Ketika reaktor sedang beroperasi, lilitannya berfungsi sebagai media termal dan sumber panas, dan suhunya umumnya mengikuti distribusi kurva tertentu di ruang angkasa. Dengan cara ini, terdapat perbedaan antara kenaikan suhu titik terpanas dan kenaikan suhu rata-rata. Batas kenaikan suhu lilitan reaktor didasarkan pada kenaikan suhu titik terpanasnya, dan kenaikan suhu rata-rata merupakan indikator penting untuk mengevaluasi rasionalitas dan kinerja ekonomis dari desain. Terdapat keteraturan tertentu antara kenaikan suhu rata-rata dan kenaikan suhu titik terpanas. Masa pakai termal dan kerusakan isolasi dari isolasi lilitan reaktor ditentukan oleh kenaikan suhu titik terpanas lilitan. Hal ini tidak ditentukan oleh kenaikan suhu rata-rata. Masa pakai reaktor inti udara tipe kering dihitung berdasarkan hukum masa pakai Montsingey. Dalam rumus di atas, T adalah masa pakai bahan isolasi; A adalah konstanta (ditentukan berdasarkan tingkat ketahanan suhu bahan isolasi yang digunakan dalam reaktor); θ adalah konstanta, sekitar 0.88; θ adalah suhu kerja aktual bahan isolasi. Untuk semi logaritma θ=f (lnT) dari hukum waktu hidup Monteschinger, diperoleh garis lurus yang memuat konstanta arah (-1/ ), seperti yang ditunjukkan pada gambar. Ini adalah hubungan fungsional antara waktu hidup lilitan (tingkat ketahanan panas lilitan A, B, dan H) dan suhu kerja lilitan.

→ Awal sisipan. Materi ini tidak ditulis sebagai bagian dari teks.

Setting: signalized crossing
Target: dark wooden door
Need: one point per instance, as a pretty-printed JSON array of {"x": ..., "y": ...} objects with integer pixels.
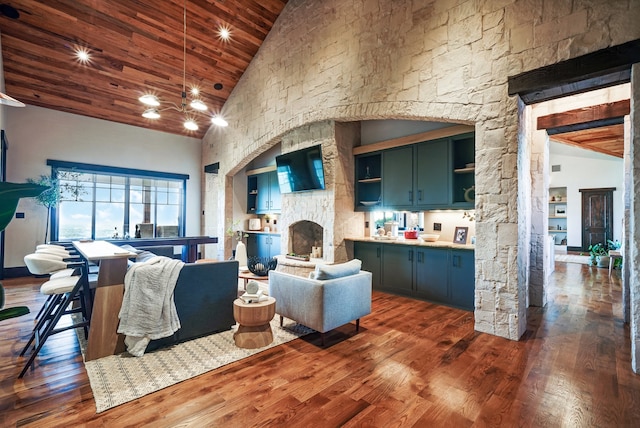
[{"x": 597, "y": 216}]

Setiap bahan isolasi memiliki nilai perubahan suhu yang tetap. Selama periode statistik tertentu, jika suhu titik terpanas lilitan reaktor lebih rendah dari suhu maksimum yang dibolehkan dari bahan isolasi yang digunakan, bahan isolasi akan menua secara perlahan dan masa pakainya akan diperpanjang. Sebaliknya, penuaan isolasi semakin cepat dan masa pakainya semakin pendek. Untuk seluruh masa pakai reaktor, perpanjangan atau pemendekan masa pakai isolasi ini merupakan kompensasi untuk masa pakai tersebut. Nilai perubahan suhu yang mengurangi masa pakai setiap bahan isolasi hingga setengah atau dua kali lipat adalah tetap dan tidak berubah. Nilai perubahan suhu adalah 8 derajat untuk Kelas A, 8-10 derajat untuk Kelas B, dan 12 derajat untuk Kelas H. Karena Δ θ=8 derajat A-level. Oleh karena itu, hukum masa pakai Montessori juga dikenal sebagai hukum 8 derajat, dan kelas H secara umum disebut sebagai hukum 12 derajat.
Singkatnya, setiap bahan insulasi memiliki toleransi suhu insulasi maksimumnya sendiri. Ketika suhu titik terpanas dari lilitan reaktor melebihi suhu maksimum absolut, bahan insulasi akan cepat terkarbonisasi dan kehilangan sifat insulasi dan mekanisnya. Oleh karena itu, jika reaktor sering beroperasi di bawah beban berlebih, perlu berkonsultasi dengan produsen selama pemesanan dan mempertimbangkan kondisi kerja beban berlebih yang sering terjadi selama desain untuk memastikan masa operasi reaktor yang diperlukan.